The business delegation comprised over 70 representatives from Hong Kong and Mainland enterprises of various sectors.

During the visit, 96 bilateral memoranda of understanding and agreements were reached, including a total of 15 co-operation documents at the government level between Kazakhstan and Uzbekistan respectively.

“The examples of agreements and co-operation are just so abundant that they range from the service sector to heavy industries such as mining and infrastructure development,” Mr Lee said. “I think the sky is the limit.”

The multiple outcomes achieved during the trip demonstrate Hong Kong’s role as a functional platform for the Belt and Road (B&R) Initiative, as the city actively plays its roles as a “super connector” and “super value-adder” to promote broader and deeper co-operation between the two places and establish a hub-to-hub co-operation model.

“Kazakhstan is an important commercial and logistics hub connecting China and Europe. It is also the place where the Belt and Road Initiative was first proposed, and is Hong Kong’s largest trading partner in Central Asia. There are broad prospects for further co-operation,” Mr Lee said, adding that a lot of B&R projects are also being pursued in Uzbekistan.

“For example, Uzbekistan sits in the heart of the corridor of Asia and Europe, so logistical development, railway development, and also how we can complement and supplement each other in cargo handling will be an area for a very wide range of co-operation.”

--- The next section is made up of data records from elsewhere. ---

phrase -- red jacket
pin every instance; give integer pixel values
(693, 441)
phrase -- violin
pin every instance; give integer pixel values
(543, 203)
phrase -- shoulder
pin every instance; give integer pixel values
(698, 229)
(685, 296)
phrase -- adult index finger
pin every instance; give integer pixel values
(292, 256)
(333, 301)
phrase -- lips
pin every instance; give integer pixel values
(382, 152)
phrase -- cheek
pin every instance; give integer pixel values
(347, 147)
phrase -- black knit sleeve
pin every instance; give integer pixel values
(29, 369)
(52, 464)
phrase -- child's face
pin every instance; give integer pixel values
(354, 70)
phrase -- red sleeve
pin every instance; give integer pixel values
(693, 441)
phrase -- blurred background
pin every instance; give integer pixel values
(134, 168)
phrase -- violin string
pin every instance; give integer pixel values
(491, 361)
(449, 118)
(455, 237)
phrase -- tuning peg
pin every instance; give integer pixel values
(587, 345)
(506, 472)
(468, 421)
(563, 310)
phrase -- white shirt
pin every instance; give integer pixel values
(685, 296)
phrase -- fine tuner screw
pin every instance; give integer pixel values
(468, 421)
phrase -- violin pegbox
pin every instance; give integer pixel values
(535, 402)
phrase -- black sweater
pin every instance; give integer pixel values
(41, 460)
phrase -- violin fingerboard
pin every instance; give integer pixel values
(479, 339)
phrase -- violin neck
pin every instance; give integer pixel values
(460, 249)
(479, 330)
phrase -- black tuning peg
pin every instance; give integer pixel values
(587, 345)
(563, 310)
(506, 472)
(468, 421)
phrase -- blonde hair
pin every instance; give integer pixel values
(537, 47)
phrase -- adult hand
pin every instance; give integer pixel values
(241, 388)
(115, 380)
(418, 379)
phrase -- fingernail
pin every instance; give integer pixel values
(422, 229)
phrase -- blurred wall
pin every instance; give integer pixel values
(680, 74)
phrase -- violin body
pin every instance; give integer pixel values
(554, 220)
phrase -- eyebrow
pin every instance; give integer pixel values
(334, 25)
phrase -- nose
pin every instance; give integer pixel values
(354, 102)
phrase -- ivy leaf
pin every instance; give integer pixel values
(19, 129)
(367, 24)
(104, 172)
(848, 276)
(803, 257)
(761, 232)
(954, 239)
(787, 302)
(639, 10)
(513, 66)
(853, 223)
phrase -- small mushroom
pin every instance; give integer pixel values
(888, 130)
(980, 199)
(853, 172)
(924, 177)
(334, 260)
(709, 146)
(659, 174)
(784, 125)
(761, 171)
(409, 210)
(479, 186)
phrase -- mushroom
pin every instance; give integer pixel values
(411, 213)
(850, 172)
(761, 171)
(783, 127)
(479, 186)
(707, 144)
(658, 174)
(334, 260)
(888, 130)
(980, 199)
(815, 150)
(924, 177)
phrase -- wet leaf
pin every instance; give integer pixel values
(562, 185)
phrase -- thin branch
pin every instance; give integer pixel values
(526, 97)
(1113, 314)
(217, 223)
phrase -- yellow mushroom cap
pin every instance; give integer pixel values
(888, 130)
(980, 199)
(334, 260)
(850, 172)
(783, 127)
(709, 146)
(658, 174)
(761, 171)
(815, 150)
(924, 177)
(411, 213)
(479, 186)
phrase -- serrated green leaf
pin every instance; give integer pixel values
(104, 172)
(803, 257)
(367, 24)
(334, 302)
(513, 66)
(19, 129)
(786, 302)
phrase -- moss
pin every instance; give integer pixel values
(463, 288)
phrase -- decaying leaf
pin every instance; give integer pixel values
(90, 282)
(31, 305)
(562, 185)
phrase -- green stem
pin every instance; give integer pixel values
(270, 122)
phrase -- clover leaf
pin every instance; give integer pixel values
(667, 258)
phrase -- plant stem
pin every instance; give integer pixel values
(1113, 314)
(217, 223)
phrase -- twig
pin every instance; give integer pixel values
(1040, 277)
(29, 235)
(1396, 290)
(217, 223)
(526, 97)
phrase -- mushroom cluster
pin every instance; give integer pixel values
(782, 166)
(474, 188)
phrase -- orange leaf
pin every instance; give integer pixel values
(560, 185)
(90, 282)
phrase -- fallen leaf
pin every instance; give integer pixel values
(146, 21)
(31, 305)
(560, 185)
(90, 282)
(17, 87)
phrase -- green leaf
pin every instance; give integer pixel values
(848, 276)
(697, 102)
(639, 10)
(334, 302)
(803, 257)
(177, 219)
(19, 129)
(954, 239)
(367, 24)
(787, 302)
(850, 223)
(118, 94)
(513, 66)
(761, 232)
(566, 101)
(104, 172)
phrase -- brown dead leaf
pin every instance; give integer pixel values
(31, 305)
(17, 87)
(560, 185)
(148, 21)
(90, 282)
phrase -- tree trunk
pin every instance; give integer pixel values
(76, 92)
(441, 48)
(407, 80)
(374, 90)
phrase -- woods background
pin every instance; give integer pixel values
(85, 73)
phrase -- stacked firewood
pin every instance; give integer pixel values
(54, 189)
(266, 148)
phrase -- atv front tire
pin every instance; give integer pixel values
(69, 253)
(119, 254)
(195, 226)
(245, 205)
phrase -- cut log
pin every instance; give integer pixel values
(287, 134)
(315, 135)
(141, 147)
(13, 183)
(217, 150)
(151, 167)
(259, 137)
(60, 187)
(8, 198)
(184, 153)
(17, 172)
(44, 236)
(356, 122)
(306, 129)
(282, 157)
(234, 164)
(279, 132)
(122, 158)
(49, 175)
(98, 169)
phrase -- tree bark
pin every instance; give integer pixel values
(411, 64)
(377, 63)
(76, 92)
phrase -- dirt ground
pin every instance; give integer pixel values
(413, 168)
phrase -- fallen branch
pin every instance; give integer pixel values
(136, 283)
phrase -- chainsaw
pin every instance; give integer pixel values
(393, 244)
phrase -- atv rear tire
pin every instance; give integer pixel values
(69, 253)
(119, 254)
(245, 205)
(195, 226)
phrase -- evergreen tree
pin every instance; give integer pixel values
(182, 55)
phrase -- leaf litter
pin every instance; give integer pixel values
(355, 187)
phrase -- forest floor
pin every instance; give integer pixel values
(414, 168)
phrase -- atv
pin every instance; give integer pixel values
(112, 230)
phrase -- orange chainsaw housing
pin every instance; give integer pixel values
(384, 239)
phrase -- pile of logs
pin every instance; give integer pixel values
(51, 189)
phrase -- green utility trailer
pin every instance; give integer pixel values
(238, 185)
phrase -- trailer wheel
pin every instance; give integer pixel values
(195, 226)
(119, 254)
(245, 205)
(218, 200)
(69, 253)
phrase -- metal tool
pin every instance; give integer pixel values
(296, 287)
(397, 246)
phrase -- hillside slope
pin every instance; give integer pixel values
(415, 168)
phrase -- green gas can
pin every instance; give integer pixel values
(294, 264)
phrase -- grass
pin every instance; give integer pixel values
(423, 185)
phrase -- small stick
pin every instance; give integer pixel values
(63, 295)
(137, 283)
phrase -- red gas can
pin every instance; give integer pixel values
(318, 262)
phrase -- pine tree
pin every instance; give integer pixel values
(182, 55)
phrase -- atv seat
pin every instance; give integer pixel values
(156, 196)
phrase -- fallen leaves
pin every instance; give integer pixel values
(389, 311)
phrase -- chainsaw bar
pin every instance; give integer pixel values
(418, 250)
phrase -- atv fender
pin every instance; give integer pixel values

The Chief Executive also encouraged companies in Central Asia to leverage Hong Kong’s advantages under the “one country, two systems” principle.

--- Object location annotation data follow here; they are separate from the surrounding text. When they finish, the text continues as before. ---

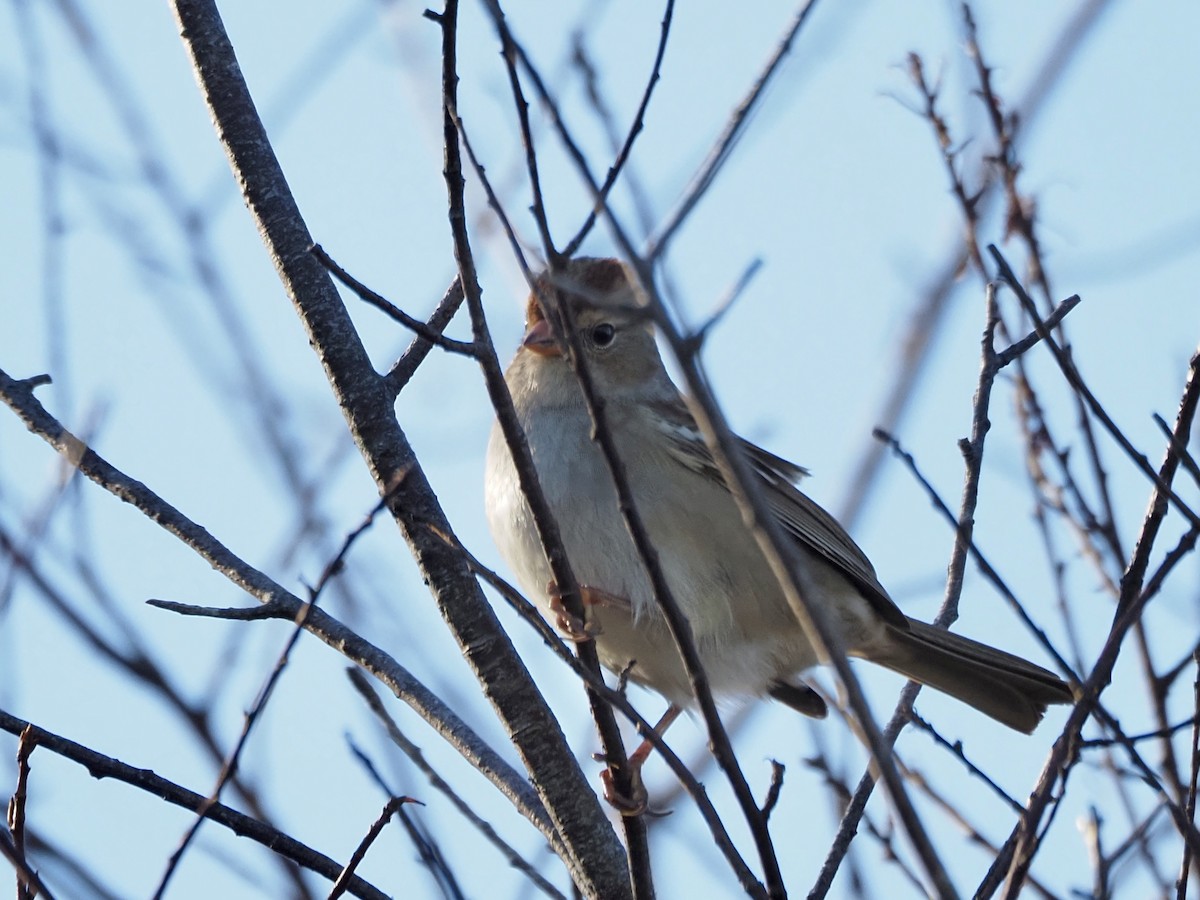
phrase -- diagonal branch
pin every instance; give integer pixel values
(586, 840)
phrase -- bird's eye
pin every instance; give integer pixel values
(603, 334)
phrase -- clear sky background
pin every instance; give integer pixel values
(838, 187)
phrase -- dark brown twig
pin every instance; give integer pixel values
(375, 703)
(627, 148)
(724, 145)
(343, 880)
(100, 766)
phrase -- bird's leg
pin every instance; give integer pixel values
(635, 803)
(571, 625)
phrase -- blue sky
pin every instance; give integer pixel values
(839, 190)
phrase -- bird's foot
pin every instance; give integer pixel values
(573, 627)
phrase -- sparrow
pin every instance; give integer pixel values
(749, 641)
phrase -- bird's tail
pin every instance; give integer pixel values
(1007, 688)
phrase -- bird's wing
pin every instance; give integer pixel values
(801, 517)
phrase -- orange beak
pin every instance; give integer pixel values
(540, 340)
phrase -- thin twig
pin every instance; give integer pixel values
(231, 763)
(432, 335)
(724, 145)
(635, 129)
(100, 766)
(343, 880)
(366, 690)
(400, 373)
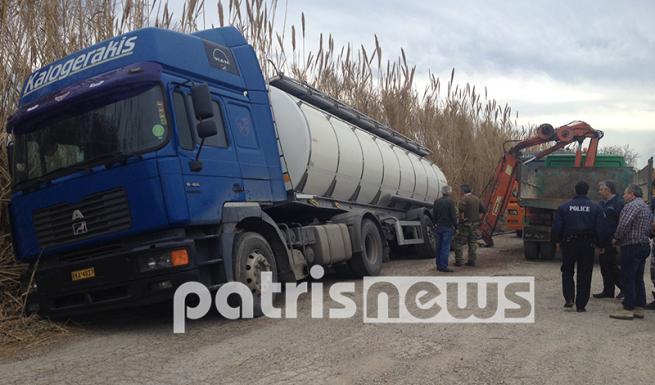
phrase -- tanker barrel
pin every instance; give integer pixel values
(343, 160)
(330, 105)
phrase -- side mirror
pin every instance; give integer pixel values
(206, 128)
(10, 158)
(202, 103)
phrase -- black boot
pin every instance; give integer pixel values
(651, 306)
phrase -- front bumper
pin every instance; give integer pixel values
(118, 281)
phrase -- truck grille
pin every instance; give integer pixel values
(97, 214)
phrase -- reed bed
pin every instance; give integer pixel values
(462, 125)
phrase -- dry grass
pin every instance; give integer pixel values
(464, 128)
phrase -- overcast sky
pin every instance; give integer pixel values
(552, 61)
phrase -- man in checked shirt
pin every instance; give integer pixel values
(632, 235)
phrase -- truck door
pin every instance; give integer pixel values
(220, 178)
(252, 161)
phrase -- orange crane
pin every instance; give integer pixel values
(498, 192)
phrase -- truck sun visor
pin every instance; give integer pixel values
(116, 84)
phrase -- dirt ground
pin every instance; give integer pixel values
(561, 347)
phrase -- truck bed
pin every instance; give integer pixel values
(547, 188)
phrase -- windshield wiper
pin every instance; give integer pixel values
(107, 160)
(110, 158)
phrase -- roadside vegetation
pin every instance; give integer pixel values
(463, 126)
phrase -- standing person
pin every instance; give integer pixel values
(651, 305)
(576, 227)
(445, 216)
(632, 234)
(611, 205)
(470, 213)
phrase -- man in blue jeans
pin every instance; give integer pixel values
(632, 234)
(445, 219)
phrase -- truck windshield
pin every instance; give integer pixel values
(90, 132)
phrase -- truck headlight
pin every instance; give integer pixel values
(154, 262)
(165, 260)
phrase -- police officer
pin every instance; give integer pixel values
(576, 228)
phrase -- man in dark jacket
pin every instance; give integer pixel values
(577, 226)
(611, 205)
(445, 217)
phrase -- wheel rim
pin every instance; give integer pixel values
(256, 263)
(372, 247)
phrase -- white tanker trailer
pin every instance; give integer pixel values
(342, 168)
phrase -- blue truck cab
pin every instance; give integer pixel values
(153, 159)
(108, 202)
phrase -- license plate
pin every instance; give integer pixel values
(83, 274)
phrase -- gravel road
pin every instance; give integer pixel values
(561, 347)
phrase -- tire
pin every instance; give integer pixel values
(427, 249)
(547, 250)
(252, 255)
(531, 250)
(368, 262)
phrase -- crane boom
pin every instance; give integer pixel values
(497, 195)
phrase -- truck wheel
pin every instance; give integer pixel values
(369, 260)
(547, 250)
(531, 250)
(427, 249)
(252, 256)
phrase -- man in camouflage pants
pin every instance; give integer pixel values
(470, 211)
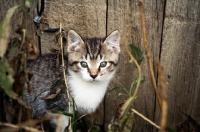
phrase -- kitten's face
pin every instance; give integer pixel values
(92, 59)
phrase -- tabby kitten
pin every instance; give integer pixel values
(91, 64)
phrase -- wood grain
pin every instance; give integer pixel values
(180, 58)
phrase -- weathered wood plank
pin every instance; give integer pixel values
(181, 60)
(17, 18)
(86, 17)
(118, 18)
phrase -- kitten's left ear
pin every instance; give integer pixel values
(113, 41)
(74, 41)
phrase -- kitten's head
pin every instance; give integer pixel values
(93, 59)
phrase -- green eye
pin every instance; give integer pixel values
(103, 64)
(84, 64)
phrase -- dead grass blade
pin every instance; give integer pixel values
(163, 118)
(147, 52)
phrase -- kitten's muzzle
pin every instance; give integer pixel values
(93, 76)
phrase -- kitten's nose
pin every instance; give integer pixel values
(93, 76)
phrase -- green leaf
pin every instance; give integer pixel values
(6, 78)
(5, 30)
(135, 82)
(137, 54)
(125, 108)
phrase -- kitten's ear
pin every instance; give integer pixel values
(113, 41)
(74, 41)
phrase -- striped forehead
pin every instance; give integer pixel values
(93, 48)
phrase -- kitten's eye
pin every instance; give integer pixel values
(103, 64)
(84, 64)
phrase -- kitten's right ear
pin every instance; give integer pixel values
(74, 41)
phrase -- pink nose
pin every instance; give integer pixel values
(93, 76)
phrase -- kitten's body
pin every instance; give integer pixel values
(91, 65)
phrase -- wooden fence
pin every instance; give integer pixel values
(174, 38)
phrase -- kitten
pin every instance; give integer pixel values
(91, 64)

“Under this unique principle, Hong Kong has its own economic, social, legal, legislative and judicial systems. We are the only common law jurisdiction in China. We have our own currency, with no capital or foreign exchange controls. We are, as well, a separate customs territory,” Mr Lee said.

Building on the positive outcomes from the delegation’s mission to Central Asia, Mr Lee welcomed the Deputy Prime Minister of Kazakhstan, Kanat Bozumbayev, to Hong Kong (June 10) and they both attended the Alatau City Investment Round Table (June 11).

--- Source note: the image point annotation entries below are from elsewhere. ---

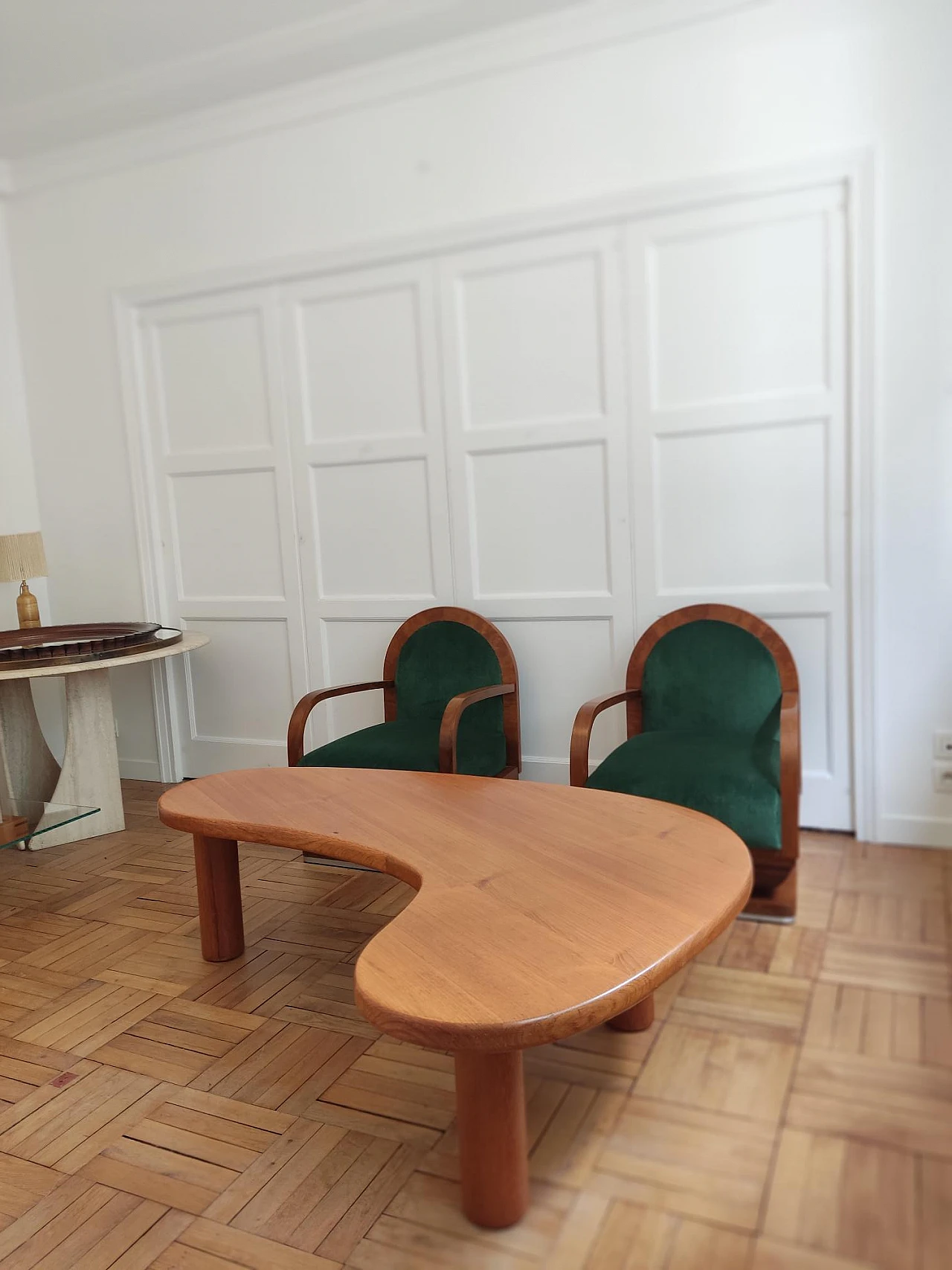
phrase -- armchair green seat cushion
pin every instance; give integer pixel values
(710, 740)
(437, 662)
(730, 776)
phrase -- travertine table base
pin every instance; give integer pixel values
(89, 775)
(542, 911)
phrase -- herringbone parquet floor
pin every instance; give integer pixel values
(791, 1109)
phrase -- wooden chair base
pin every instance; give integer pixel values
(637, 1019)
(774, 905)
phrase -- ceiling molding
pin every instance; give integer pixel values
(161, 82)
(583, 27)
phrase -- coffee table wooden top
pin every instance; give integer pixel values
(542, 910)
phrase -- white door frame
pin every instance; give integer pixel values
(855, 170)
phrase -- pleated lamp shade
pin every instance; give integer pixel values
(22, 557)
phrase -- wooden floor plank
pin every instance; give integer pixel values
(787, 1110)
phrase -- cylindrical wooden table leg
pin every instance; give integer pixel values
(636, 1019)
(219, 898)
(490, 1115)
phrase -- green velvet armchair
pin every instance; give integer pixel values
(714, 724)
(451, 704)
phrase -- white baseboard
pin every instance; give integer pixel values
(140, 770)
(916, 831)
(549, 772)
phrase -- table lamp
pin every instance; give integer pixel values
(22, 557)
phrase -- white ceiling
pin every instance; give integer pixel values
(77, 69)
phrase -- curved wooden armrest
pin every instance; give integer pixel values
(582, 732)
(791, 767)
(298, 719)
(450, 725)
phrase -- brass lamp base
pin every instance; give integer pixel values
(27, 609)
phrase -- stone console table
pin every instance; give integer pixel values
(91, 769)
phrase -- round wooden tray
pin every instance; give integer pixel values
(86, 641)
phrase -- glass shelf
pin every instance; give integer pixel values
(22, 819)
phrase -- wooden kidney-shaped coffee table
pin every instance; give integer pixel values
(542, 911)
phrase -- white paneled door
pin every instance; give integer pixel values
(571, 432)
(738, 346)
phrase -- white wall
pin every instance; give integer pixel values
(19, 504)
(781, 83)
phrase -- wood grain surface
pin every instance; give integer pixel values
(541, 910)
(788, 1109)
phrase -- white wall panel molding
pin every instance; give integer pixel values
(367, 443)
(216, 512)
(740, 494)
(498, 51)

Speaking at the event, Mr Lee said Hong Kong could contribute to the future success of Kazakhstan’s innovative, high-tech Alatau City in three concrete ways: as a gateway to global capital; a gateway to the Chinese Mainland and the Greater Bay Area; and as a partner in talent and technology.

“We share a development vision with Alatau City and Kazakhstan,” Mr Lee said, “Today, right here, right now, is a golden opportunity to bring our two economies closer together.”

He looked forward to Hong Kong and Kazakhstan achieving complementary advantages and co-ordinated development across different sectors and welcomed enterprises in Kazakhstan to make good use of Hong Kong’s premier financial and innovation and technology platforms, as well as its world-leading professional services, to explore more business opportunities.